COCO EM SERGIPE | Menor Estado é o terceiro maior produtor do Brasil

Escrito por 

Coco GERAL SAULO COELHO

Sergipe é o terceiro maior produtor de coco verde irrigado do país, possuindo 5 mil hectares de coqueiro anão | Foto: Saulo Coelho


O menor estado do Brasil se destaca entre os três maiores produtores de coco verde do país. Atrás apenas da Bahia e do Ceará, estados com extensão territorial muito superior, Sergipe abriga 5 mil hectares dos 150 mil dedicados à plantação do Coqueiro-Anão em todo o território nacional, e se projeta internacionalmente por possuir o maior Banco de Germoplasma da América Latina. Nele, estudos e melhoramentos genéticos são realizados pela Embrapa Tabuleiros Costeiros, a fim de conservar e adaptar as espécies à máxima eficiência produtiva com o menor uso de água possível.

Advindo do ecotipo Coqueiro-Anão e utilizado para fins de produção de água, o coco verde está concentrado principalmente na região do Platô de Neópolis, distrito de irrigação localizado no Baixo São Francisco sergipano, na região norte do estado. Dos 5 mil ha existentes em Sergipe, Neópolis abriga entre 2 e 3 mil. O restante da produção se concentra na baixada litorânea, com pequenas manchas em áreas interioranas, como Canindé de São Francisco, no Alto Sertão. 

Os Coqueiros-Gigantes, por sua vez, estão distribuídos ao longo de toda a região de tabuleiros costeiros de Sergipe. Produzido e colhido historicamente em propriedades antigas, o coco seco tem cultivo tradicionalmente caracterizado pela utilização de mão-de-obra mínima e tipicamente familiar. É o que afirma o pesquisador Ronaldo Resende, chefe-adjunto de Transferência de Tecnologia da Embrapa. “Na realidade regional, o Coqueiro-Gigante representa toda a paisagem do Nordeste brasileiro, mas é praticamente uma cultura que, quando vai dando, o produtor vai colhendo. E que também sofre competição com outras culturas de commodities, que são mais interessantes economicamente”, analisa.

Coco FRUTO SAULO COELHO

Em oposição, o coco verde, que corresponde a cerca de metade de todo o plantio brasileiro, depende da irrigação para render. Com demanda hídrica relativamente alta para garantir a produtividade, o coco verde precisa de, aproximadamente, 170 litros de água de irrigação para cada litro de água de coco produzida, segundo Resende. “A nossa realidade local no Platô é a utilização de, em média, 150 litros de água de irrigação por planta, por dia. Mas são plantas com uma produtividade que justificam esse investimento. Já para o coco seco, a irrigação não costuma ser utilizada, não havendo ainda inclusive, trabalhos mostrando como ele se comportaria num regime irrigado”, comenta.
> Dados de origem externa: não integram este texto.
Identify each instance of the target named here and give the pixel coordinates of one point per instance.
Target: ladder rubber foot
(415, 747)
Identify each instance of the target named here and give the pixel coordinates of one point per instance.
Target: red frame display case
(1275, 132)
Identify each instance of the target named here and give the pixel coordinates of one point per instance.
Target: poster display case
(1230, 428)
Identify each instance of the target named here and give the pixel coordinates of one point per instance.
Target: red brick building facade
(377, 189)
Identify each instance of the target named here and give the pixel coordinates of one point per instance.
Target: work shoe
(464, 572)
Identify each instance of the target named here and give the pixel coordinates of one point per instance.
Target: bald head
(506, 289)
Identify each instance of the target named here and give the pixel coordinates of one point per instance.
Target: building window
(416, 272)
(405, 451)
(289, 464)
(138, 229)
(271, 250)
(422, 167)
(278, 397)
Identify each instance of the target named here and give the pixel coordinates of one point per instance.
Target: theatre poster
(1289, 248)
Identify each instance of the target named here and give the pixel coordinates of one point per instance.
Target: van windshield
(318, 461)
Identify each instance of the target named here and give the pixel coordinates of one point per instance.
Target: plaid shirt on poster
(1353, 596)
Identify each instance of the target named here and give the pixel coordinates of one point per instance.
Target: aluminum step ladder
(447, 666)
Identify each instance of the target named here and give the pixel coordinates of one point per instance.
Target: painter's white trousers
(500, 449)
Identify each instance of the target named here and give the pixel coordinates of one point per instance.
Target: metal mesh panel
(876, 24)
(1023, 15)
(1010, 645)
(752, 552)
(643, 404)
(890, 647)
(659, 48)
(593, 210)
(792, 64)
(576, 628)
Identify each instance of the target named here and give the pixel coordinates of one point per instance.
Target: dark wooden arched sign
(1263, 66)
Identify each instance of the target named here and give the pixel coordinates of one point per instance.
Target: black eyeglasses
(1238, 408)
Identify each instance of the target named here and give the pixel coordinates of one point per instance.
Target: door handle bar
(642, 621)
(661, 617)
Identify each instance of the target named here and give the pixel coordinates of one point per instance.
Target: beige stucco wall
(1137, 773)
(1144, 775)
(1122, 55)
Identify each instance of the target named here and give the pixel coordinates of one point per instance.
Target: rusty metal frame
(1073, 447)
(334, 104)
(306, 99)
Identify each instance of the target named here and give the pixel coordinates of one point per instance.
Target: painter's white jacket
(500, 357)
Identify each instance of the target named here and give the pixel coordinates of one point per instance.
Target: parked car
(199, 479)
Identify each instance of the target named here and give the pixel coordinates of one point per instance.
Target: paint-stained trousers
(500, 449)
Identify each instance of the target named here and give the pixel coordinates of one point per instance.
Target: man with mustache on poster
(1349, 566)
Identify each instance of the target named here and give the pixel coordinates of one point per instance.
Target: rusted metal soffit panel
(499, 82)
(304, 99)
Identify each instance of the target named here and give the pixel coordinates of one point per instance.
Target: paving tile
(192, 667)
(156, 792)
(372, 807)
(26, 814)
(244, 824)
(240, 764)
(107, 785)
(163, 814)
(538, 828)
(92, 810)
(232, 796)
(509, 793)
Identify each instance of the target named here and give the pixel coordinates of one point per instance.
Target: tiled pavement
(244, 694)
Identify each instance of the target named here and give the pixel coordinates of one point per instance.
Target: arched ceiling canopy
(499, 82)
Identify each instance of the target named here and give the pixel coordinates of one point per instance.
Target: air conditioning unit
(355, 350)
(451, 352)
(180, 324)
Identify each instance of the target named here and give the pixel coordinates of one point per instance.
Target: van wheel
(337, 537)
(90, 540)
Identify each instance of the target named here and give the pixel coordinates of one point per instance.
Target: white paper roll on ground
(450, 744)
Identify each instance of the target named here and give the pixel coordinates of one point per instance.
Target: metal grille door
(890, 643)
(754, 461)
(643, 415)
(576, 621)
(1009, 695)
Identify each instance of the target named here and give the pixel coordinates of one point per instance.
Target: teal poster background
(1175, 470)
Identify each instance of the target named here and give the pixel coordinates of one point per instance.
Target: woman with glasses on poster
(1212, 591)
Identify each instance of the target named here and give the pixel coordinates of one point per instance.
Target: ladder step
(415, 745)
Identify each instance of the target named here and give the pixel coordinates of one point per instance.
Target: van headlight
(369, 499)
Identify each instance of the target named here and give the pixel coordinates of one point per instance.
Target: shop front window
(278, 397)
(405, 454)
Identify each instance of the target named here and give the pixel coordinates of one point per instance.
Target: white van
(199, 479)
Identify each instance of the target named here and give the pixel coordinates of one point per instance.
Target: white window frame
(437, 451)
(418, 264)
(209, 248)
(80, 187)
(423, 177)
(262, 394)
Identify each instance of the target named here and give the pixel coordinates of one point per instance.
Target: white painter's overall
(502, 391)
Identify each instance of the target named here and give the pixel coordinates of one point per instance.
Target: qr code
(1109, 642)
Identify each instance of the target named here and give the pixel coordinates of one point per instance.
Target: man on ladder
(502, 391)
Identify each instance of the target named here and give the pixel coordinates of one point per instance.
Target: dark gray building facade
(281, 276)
Segundo o pesquisador, para a produção do coco verde, a irrigação utilizada é basicamente o sistema de microaspersão. “Na irrigação localizada, a depender do calibre do microaspersor, chegamos a vazões de 70, 80, 90 litros por hora. Com a utilização de um gotejador, cujas vazões são na faixa de 2, 4, 6, 8 litros por hora a depender do modelo, fazemos a associação de vários gotejadores. Além da linha principal, é colocado um tubo mais fino redor da planta, para instalar os gotejadores, a fim de que o conjunto das vazões chegue ao volume desejado”, detalha.
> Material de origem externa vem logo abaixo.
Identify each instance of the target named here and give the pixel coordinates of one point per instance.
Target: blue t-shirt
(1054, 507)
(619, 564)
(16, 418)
Mas, irrigado ou não, o coco tem como característica a produção contínua. São floradas quase mensais, sobretudo no Coqueiro-Anão. Já no Coqueiro-Gigante, a prática comum é fazer a colheita trimestralmente ou quadrimestralmente. “O coco verde irrigado tem colheita contínua. Num regime desse, em uma produtividade razoável para a nossa condição de Nordeste, uma planta chega a dar 150, 200 frutos por ano, por planta. A nossa média é um pouco abaixo disso, temos uma produção de 120  a 130, e algumas propriedades chegam a 150, 160 frutos por planta/ano. Em apenas algumas pequenas áreas mais produtivas é que se chega a 180, 190 frutos”, conta Ronaldo Resende.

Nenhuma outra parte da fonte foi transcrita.